DAĞINIK SİSTEMLER
Bilişsel Toplum Bilimi’nin çıkış noktasını toplumsal gerçekliğin bir sistem olarak ele alınması oluşturur. Evet sistem, parçalardan oluşan bir bütündür, elementlerinin basit-matematiksel toplamı olmanın ötesinde, kendine özgü varlığı olan bir gerçekliktir. Ve evet, bir sisteme elementlerinden bağımsız olarak var olma özelliğini elementleri arasındaki bağlaşımlar kazandırır; ama bütün bunlar, sadece mekanik-yani yüzeysel olarak ele alınıp anlaşılabilecek şeyler değildir. Cermenlerin “kentsiz toplumu” da, yani, Marx’ın “bağımsız öznelerden oluşan bir birleşik” dediği bu “topluluk” da bir sistemdir sonunda. Ve eğer Sistem Teorisi terminolojisiyle konuşursak, bu türden sistemlere “dağınık sistemler” (verteilte systeme-distributiv systems) denilir. Evet, bu durumda, elementler arasındaki “mesafe” oldukça fazladır. Hatta, “bağımsız üreticiler” arasında, normal zamanlarda sanki hiç ilişki yokmuş gibi görünür; ama gene de, ortada bir sistem ilişkisi ve bir sistem söz konusudur. Şöyle ki:
Bir sistem, çevreden gelen-alınan informasyonları kendi içindeki bilgiyle işleyip bunlara karşı cevap oluşturarak varlık kazanır. Cermenler gibi “bağımsız üreticiler”den oluşan “dağınık bir sistemde” sisteme ait bu ortak bilgilerin (gentilice bilgiler) “dağınık” olduğu söylenen o üreticilerin beyninde muhafaza edildiğini görüyoruz. Her üretici, çevreden gelen informasyonu beynindeki nöronal ağlarda bulunan bu (toplumsal) bilgiyle işleyerek buna göre cevaplar oluşturur. Ve bu cevapları -outputları- oluştururken de, aynı zamanda toplumsal varlığı temsil eden bir instanz olarak gerçekleşir. Çünkü, evet o, görünüşte “bireysel üretici” konumundadır, ama onun bu bireysel varlığı halâ komünal-toplumsal varlığın içinde, onunla birlikte gerçekleşmektedir. Örneğin, tarlasında çalışan, ya da dağda davar güden bir komün üyesine başka bir sisteme-aşirete, ya da topluma ait birisi öyle kolay kolay saldıramaz. Çünkü o da bilir ki, o an yalnız-tek başına gözükse de, o kişi bir komünün üyesidir. Ona yapılacak bir saldırı, bütün bir komüne yapılmış sayılacak ve eninde sonunda bunun hesabı sorulacaktır. Kısacası, Sistem Teorisi açısından, kent içinde biraraya gelmiş bir toplumla, kentsiz-dağınık olarak yaşayan bir toplum arasında hiçbir fark yoktur.
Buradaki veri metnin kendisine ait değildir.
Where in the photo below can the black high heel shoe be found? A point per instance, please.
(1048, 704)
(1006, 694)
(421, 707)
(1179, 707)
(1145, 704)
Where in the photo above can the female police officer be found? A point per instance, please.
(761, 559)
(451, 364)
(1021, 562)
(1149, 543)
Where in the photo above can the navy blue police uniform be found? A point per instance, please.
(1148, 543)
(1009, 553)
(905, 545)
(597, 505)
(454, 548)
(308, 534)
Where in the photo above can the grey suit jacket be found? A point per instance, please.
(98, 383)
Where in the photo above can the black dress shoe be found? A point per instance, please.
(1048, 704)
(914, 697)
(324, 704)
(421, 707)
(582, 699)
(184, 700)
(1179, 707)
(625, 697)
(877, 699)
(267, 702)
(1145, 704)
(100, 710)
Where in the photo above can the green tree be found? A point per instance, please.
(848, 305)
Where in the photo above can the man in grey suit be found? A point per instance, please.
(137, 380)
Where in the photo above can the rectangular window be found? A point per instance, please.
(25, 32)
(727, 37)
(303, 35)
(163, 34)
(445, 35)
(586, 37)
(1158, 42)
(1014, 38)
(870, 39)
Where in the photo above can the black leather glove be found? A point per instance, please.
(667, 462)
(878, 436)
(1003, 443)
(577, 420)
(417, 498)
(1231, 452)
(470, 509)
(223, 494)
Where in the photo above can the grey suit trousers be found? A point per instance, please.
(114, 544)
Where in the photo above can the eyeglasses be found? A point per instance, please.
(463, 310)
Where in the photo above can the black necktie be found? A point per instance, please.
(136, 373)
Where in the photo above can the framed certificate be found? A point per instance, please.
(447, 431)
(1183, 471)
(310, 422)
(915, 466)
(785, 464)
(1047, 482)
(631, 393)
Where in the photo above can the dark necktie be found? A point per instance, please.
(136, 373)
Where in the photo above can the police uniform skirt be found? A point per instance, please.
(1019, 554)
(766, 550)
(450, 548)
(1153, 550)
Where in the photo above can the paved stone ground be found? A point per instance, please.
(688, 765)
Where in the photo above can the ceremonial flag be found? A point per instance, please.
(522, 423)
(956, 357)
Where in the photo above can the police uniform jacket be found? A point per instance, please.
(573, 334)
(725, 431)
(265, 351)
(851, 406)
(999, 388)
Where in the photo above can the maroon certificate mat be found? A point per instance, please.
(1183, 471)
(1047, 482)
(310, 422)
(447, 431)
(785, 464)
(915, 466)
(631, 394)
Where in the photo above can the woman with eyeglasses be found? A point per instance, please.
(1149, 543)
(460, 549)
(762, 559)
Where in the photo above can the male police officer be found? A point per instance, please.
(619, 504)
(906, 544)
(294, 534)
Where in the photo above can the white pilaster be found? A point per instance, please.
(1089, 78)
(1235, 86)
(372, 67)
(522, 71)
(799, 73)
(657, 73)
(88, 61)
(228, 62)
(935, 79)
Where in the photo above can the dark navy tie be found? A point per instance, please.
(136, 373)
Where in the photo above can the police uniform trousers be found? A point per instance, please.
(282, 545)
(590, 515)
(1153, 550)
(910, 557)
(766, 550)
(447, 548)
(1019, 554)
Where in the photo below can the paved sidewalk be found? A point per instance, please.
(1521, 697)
Bunların ikisi de birer sistemdir, ancak elementler arasındaki ilişkiler farklı biçimlerde oluşmaktadır o kadar. Bu türden -birçok elementten oluşan- sistemlerin hepsine birden genel olarak “Multiagent” sistemler denilir. Milyarlarca nörondan oluşan beyin de bir “multiagent sistemdir”, bir toplum da, Güneş Sistemi de, veya bir molekül de..
CERMENLER ROMA ETKİLEŞMESİ VE SONUÇLARI DEVLETİN DOĞUŞU TARİHSEL DEVRİMİN GEREKÇESİ..
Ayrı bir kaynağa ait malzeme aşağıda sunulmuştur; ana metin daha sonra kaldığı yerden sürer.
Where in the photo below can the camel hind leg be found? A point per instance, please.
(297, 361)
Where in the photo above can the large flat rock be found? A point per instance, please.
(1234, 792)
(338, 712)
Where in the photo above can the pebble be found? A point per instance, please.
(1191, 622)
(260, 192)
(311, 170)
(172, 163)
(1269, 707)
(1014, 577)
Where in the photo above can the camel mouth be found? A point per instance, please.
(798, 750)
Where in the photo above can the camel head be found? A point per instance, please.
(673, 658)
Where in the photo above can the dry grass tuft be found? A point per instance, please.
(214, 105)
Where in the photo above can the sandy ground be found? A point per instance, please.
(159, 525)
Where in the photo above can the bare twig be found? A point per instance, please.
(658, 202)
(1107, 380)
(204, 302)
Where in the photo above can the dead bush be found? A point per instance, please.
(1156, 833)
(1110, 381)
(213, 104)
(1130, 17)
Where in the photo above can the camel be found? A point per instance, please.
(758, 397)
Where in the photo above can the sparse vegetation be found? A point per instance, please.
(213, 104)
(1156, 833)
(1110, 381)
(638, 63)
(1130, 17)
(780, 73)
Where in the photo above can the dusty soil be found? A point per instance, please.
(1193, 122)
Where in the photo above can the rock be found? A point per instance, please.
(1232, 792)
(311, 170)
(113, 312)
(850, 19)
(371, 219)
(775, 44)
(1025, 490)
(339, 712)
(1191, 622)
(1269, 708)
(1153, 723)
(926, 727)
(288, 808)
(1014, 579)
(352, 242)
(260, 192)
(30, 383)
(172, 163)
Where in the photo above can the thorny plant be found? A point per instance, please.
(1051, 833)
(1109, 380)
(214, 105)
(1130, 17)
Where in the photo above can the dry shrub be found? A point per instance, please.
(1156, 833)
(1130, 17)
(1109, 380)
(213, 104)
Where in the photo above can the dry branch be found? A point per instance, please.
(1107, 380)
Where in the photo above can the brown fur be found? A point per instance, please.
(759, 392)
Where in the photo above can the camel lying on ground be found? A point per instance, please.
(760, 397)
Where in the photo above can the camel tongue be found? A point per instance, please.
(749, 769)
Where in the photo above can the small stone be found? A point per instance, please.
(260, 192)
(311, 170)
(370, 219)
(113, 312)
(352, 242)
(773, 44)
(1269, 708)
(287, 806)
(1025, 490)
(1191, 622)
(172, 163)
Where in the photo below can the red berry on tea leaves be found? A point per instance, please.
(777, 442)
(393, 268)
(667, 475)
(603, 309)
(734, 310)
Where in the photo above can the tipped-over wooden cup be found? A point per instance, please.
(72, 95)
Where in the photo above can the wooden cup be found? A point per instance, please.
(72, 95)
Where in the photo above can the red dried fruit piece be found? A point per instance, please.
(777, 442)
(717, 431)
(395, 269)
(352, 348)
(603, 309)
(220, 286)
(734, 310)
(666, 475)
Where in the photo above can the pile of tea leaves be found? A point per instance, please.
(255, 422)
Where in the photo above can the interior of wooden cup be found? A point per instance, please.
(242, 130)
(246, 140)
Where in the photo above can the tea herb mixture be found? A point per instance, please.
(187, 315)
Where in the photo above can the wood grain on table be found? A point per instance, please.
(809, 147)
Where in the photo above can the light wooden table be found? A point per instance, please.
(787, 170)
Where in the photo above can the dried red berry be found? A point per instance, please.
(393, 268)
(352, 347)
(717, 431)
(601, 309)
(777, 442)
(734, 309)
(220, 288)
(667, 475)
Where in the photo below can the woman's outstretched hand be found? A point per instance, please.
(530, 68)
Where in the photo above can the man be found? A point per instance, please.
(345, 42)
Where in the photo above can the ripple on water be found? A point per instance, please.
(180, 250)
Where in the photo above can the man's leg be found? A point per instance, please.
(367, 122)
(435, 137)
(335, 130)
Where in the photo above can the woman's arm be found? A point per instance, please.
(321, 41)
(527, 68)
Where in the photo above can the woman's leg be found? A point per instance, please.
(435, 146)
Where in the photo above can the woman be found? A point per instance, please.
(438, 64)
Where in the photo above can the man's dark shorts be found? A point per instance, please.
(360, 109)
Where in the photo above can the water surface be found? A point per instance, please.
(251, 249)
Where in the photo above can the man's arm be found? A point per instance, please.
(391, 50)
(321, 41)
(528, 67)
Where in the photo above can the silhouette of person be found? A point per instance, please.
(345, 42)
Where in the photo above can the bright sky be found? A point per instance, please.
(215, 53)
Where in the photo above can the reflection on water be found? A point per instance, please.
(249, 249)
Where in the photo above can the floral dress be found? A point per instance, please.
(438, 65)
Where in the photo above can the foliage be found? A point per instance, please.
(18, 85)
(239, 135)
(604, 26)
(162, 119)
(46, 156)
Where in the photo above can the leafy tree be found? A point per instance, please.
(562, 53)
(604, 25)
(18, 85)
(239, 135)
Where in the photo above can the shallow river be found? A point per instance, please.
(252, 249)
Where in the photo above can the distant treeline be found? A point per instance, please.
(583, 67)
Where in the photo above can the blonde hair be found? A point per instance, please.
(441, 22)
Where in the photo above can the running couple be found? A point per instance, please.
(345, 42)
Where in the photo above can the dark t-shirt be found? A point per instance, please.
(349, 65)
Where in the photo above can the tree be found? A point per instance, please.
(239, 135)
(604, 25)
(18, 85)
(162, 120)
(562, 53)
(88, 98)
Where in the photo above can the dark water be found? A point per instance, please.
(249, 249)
“Hıristiyanlık, antik köleciliğin giderek ortadan kalkmasında tamamen masumdur. Roma İmparatorluğu’nda Hıristiyanlık yüzyıllarca kölecilikle içli-dışlı yaşadı ve köle ticaretini asla engellemedi; ne Kuzeydeki Almanların, ne Akdeniz’deki Venediklilerin köle ticaretini, ne de daha sonraki zenci köle alışverişini. Kölecilik kârlı olmaktan çıkmıştı, onun için ortadan kalktı. Ama cançekişen kölecilik, ağulu iğnesini bıraktı; özgür insanların üretici çalışmayı hor görmesi, Roma dünyasının içine girmiş bulunduğu çıkmaz işte buydu. Kölecilik iktisadi bakımdan olanaksızdı; özgür insanların çalışması ahlak bakımından yasaklanmıştı. Biri (kölecilik) artık toplumsal üretimin temeli olmaktan çıkmıştı; öbürü (özgür insanların çalışması) henüz toplumsal üretimin temeli olamıyordu. Bu durumu düzeltebilmek için tam bir devrimden başka hiçbir çıkar yol yoktu”. (Engels, a.g.e)
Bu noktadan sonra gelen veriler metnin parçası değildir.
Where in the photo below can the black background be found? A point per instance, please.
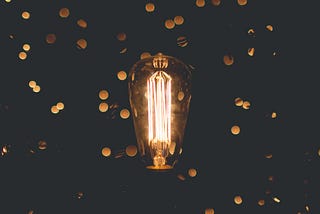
(49, 180)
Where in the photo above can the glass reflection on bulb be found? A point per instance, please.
(159, 94)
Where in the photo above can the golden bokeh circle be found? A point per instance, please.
(22, 55)
(82, 44)
(60, 105)
(36, 89)
(32, 83)
(192, 172)
(25, 15)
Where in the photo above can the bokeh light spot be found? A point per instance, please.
(22, 55)
(25, 15)
(82, 44)
(36, 89)
(192, 172)
(32, 83)
(237, 199)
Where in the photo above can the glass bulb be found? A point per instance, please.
(159, 94)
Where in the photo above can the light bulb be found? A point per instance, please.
(159, 94)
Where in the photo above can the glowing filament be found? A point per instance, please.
(159, 115)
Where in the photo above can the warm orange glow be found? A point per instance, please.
(25, 15)
(82, 23)
(235, 130)
(51, 38)
(124, 113)
(169, 24)
(178, 20)
(131, 150)
(60, 106)
(26, 47)
(82, 43)
(276, 199)
(64, 12)
(122, 75)
(54, 109)
(103, 94)
(192, 172)
(22, 55)
(106, 151)
(103, 107)
(145, 55)
(159, 114)
(209, 211)
(237, 199)
(242, 2)
(238, 101)
(200, 3)
(215, 2)
(149, 7)
(32, 83)
(121, 36)
(36, 89)
(251, 51)
(228, 59)
(246, 105)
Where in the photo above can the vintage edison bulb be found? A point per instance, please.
(159, 94)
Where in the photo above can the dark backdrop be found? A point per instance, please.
(72, 176)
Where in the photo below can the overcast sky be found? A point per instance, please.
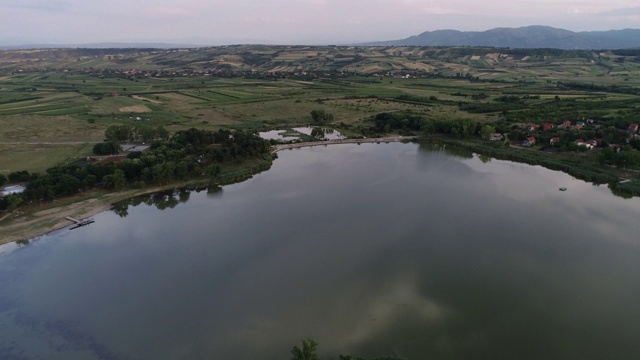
(291, 21)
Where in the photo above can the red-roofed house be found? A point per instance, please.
(529, 141)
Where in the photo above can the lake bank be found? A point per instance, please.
(35, 221)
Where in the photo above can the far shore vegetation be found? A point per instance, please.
(88, 121)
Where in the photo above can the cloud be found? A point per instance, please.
(38, 5)
(622, 11)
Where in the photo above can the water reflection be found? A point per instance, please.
(446, 149)
(162, 200)
(373, 250)
(306, 133)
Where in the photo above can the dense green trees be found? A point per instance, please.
(106, 148)
(137, 132)
(321, 117)
(308, 351)
(189, 153)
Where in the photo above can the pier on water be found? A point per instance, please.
(79, 223)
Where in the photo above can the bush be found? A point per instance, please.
(106, 148)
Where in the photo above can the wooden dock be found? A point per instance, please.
(79, 223)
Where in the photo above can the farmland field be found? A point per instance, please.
(73, 95)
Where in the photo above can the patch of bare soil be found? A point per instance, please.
(135, 108)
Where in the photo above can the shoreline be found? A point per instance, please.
(41, 220)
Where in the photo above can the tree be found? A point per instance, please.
(321, 116)
(13, 200)
(308, 351)
(106, 148)
(486, 131)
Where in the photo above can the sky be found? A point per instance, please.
(215, 22)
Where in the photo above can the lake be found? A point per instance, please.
(396, 249)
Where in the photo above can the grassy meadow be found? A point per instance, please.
(54, 104)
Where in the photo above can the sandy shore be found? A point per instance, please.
(40, 220)
(37, 221)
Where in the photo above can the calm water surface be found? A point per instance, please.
(373, 249)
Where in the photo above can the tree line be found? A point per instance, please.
(187, 154)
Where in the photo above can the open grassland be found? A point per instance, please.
(63, 100)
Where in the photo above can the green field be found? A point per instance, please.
(68, 97)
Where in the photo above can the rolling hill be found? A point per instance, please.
(524, 37)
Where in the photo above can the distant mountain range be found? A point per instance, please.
(524, 37)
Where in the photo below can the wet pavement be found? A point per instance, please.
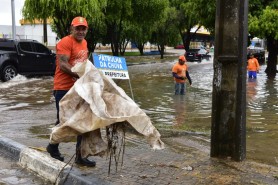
(12, 173)
(27, 113)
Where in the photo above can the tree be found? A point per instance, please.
(263, 22)
(166, 32)
(193, 13)
(146, 14)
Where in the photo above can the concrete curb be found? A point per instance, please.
(51, 169)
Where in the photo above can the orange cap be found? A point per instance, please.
(79, 21)
(182, 58)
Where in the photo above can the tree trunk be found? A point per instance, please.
(140, 48)
(272, 47)
(161, 50)
(45, 31)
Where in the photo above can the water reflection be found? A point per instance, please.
(153, 89)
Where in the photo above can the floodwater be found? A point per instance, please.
(11, 173)
(153, 89)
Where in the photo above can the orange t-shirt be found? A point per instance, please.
(180, 70)
(78, 52)
(253, 64)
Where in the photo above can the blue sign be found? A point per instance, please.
(114, 67)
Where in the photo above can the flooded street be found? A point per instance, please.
(11, 173)
(28, 102)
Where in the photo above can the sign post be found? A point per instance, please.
(228, 132)
(113, 67)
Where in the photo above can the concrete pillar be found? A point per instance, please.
(228, 131)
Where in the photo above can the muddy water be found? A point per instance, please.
(152, 87)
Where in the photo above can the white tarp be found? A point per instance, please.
(95, 102)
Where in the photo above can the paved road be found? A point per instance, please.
(11, 173)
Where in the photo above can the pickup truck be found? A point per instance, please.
(25, 57)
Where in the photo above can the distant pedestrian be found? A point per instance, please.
(253, 67)
(181, 75)
(70, 50)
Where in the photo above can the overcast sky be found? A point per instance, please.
(6, 11)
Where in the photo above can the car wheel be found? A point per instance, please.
(8, 73)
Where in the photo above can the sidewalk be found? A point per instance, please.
(185, 160)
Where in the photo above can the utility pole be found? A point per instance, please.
(13, 20)
(228, 131)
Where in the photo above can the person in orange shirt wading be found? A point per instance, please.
(253, 67)
(69, 51)
(180, 74)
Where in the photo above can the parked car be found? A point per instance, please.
(26, 57)
(197, 55)
(259, 54)
(180, 46)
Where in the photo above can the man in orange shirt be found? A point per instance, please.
(180, 74)
(69, 51)
(253, 67)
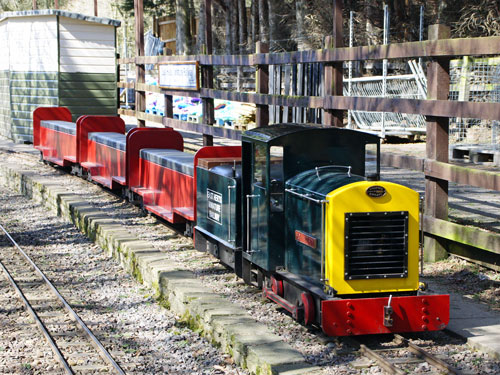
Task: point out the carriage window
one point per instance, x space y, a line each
259 170
371 162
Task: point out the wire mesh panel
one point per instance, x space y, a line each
475 80
410 86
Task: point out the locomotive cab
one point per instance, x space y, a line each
273 155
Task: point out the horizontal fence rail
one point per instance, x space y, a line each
408 50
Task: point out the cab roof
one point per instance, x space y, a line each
273 133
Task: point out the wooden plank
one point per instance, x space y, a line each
300 91
437 108
272 90
333 72
462 175
202 128
126 85
85 93
294 90
277 78
140 72
471 236
87 77
149 117
288 78
126 112
412 163
213 162
430 48
261 88
436 190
Antik Roma’nın, köleci toplumun devrim öncesi durumu bundan daha güzel anlatılamaz. Peki kim yapıyor bu devrimi? Köleci sistemin içinde onun karşıtı-zıttı olarak var olan güçler mi-köleler mi-? Hayır! Köleci sistem köleyi üretici bir güç olarak tanımıyordu ki; köle bir üretim aracıydı onun için. O dönemin anlayışı içinde insan olarak varolmak ancak gentilice ilişkiler içinde -bir aşiret toplumunun içinde- onun bir üyesi olarak varolmakla mümkündü. Savaş söz konusu olupta bir taraf diğerinden bazı insanları kopararak onları köle haline getirdiği an onlar artık insan olmaktan da çıkıyorlardı!. İşin ilginç yanı, sadece egemenler değil, altta güreşen o köleler de kendilerini normal bir insan olarak düşünemiyorlardı artık.9 Bu nedenle, antika tarihin devrim anlayışı bir başka türlü idi: Ve buna da “Tarihsel Devrim” deniyordu.
Antika tarihin çarkının nasıl döndüğünü anlamak mı istiyorsunuz, bunun tek bir yolu var: Antika medeniyetin (burada Roma) barbarlarla (burada Cermenler) olan ilişkilerini, barbarların da içinde yer aldıkları bir sistem ilişkisi olarak ele alacaksınız. Tarihsel Devrim de bu sistemin ürünü oluyor zaten. Sistem, kendi içinde Tarihsel Devrim sonunda doğacak bebeği besliyor, geliştiriyor ve sonra da bu bebek doğuyor.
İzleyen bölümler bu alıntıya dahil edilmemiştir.